Vibe Codingとは?初心者でもわかる概念・ツール・実践方法

Vibe Codingとは?初心者でもわかる概念・ツール・実践方法

Vibe Codingとは何か

Vibe Coding(バイブコーディング)とは、AIに自然言語で指示を出しながら、コードをほとんど自分で書かずにソフトウェアを開発するスタイルのことです。

2025年にOpenAIのAndrej Karpathy氏がX(旧Twitter)で提唱した概念で、「コードを理解せずにAIの流れに乗って(Vibe=感覚・雰囲気で)開発する」という意味が込められています。

"There's a new kind of coding I call 'vibe coding', where you fully give in to the vibes, embrace exponentials, and forget that the code even exists." — Andrej Karpathy


従来のコーディングとの違い

従来のコーディング Vibe Coding
構文・関数を覚える必要がある 自然言語で指示するだけ
デバッグを自分で行う AIがエラーを自動修正
数時間〜数日かかる 数分〜数時間で動くものが作れる
プログラマー向け 非エンジニアでも取り組める

Vibe Codingで使う主なツール

Cursor

AIコードエディタの代表格。VS Codeベースで、チャット形式でコード修正・追加ができます。
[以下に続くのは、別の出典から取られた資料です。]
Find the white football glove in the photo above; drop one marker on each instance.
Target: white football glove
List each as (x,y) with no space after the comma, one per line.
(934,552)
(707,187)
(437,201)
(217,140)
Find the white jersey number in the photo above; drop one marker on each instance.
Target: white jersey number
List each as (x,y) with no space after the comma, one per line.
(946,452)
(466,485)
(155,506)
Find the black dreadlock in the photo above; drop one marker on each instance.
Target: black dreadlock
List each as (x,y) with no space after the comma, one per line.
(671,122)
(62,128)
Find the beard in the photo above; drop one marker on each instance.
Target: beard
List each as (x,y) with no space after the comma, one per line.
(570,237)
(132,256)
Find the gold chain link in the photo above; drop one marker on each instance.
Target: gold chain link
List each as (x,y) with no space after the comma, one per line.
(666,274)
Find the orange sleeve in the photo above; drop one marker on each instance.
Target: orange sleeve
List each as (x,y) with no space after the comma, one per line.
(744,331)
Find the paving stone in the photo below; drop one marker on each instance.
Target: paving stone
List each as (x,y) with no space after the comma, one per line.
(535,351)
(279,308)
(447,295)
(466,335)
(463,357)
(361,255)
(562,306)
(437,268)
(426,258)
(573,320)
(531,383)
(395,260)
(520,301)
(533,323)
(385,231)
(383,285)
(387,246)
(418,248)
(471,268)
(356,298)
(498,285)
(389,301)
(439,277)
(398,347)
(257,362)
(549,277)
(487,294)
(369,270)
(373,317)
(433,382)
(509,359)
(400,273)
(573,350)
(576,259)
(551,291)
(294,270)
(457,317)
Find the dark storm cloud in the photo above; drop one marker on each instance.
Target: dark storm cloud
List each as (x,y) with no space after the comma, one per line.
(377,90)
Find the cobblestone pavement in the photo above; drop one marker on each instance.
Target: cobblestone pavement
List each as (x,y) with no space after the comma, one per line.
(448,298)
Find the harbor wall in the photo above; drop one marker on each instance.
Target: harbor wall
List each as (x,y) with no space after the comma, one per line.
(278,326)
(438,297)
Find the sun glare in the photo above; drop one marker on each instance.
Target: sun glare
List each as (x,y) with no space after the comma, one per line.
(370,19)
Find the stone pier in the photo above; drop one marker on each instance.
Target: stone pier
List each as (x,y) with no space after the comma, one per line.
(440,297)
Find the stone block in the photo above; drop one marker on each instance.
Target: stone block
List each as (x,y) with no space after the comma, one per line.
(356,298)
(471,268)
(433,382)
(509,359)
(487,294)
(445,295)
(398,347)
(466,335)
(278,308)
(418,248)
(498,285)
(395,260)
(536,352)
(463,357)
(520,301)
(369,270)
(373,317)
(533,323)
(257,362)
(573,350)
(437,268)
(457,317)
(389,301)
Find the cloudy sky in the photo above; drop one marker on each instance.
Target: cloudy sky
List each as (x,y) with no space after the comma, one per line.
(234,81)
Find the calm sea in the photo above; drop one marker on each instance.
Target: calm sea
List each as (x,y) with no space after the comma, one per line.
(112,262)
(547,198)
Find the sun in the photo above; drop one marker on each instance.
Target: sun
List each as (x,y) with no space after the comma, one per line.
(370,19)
特徴: - 「このボタンをクリックしたら〜する機能を追加して」と指示するだけでコードが変わる - エラーメッセージをそのまま貼り付けると自動修正 - コンテキスト理解が高く、大規模プロジェクトにも対応

Claude Code

Anthropic公式のCLIツール。ターミナルから自然言語でコードベース全体を操作できます。

claude "ログイン機能を追加して、セッション管理もお願いします"

GitHub Copilot

エディタ内でコードを補完してくれるツール。VS Code・JetBrains等に対応しています。

Bolt.new / Lovable

ブラウザ上で自然言語を入力するだけでWebアプリのプロトタイプを生成するサービスです。


Vibe Codingの実践例

例1: ToDoアプリを作る(Cursorを使用)

  1. Cursorをインストールして新しいプロジェクトフォルダを開く
  2. チャット欄に以下を入力:
React + TypeScriptでシンプルなToDoアプリを作ってください。
- タスクの追加・削除・完了チェック機能
- ローカルストレージに保存
- Tailwind CSSでスタイリング
  1. AIが必要なファイルを自動生成し、エラーが出れば自動修正
  2. 数分〜数十分で動くアプリが完成

例2: ランディングページを作る(Bolt.new)

  1. bolt.new にアクセス
  2. 「カフェのランディングページを作って。メニュー・アクセス・お問い合わせフォームあり」と入力
  3. リアルタイムでHTMLが生成されてプレビューが見られる

Vibe Codingのメリット・デメリット

メリット

  • 参入障壁が低い: プログラミング未経験でもアプリが作れる
  • 開発速度が速い: アイデアをすぐに形にできる
  • 実験コストが低い: 失敗してもやり直しが簡単

デメリット

  • 品質の担保が難しい: AIが生成したコードの品質を自分で検証できない
  • セキュリティリスク: 脆弱なコードが混入しても気づきにくい
  • スケールが難しい: 大規模・長期運用プロジェクトには不向きなケースがある

初心者が始めるステップ

Step 1: ツールを選ぶ

まずはCursor(無料プランあり)かBolt.newから始めるのがおすすめです。

Step 2: 小さなものから作る

最初は「自分が使うツール」を作るのが最も学びになります。

  • 家計簿スプレッドシートの自動集計スクリプト
  • 毎日の天気を取得してSlackに通知するBot
  • Markdownメモを整理するWebアプリ

Step 3: エラーを怖がらない

Vibe Codingではエラーが出るのが当たり前です。エラーメッセージをそのままAIに貼り付けることで解決できることがほとんどです。


まとめ

Vibe Codingは「プログラミングの民主化」を加速させる新しいスタイルです。完璧に理解しながら作るよりも、まず動くものを作ってから学ぶアプローチが2026年の主流になっています。

コードが書けなくても、アイデアがあればアプリが作れる時代です。まずはCursorかBolt.newを開いて、作りたいものをテキストで入力してみましょう。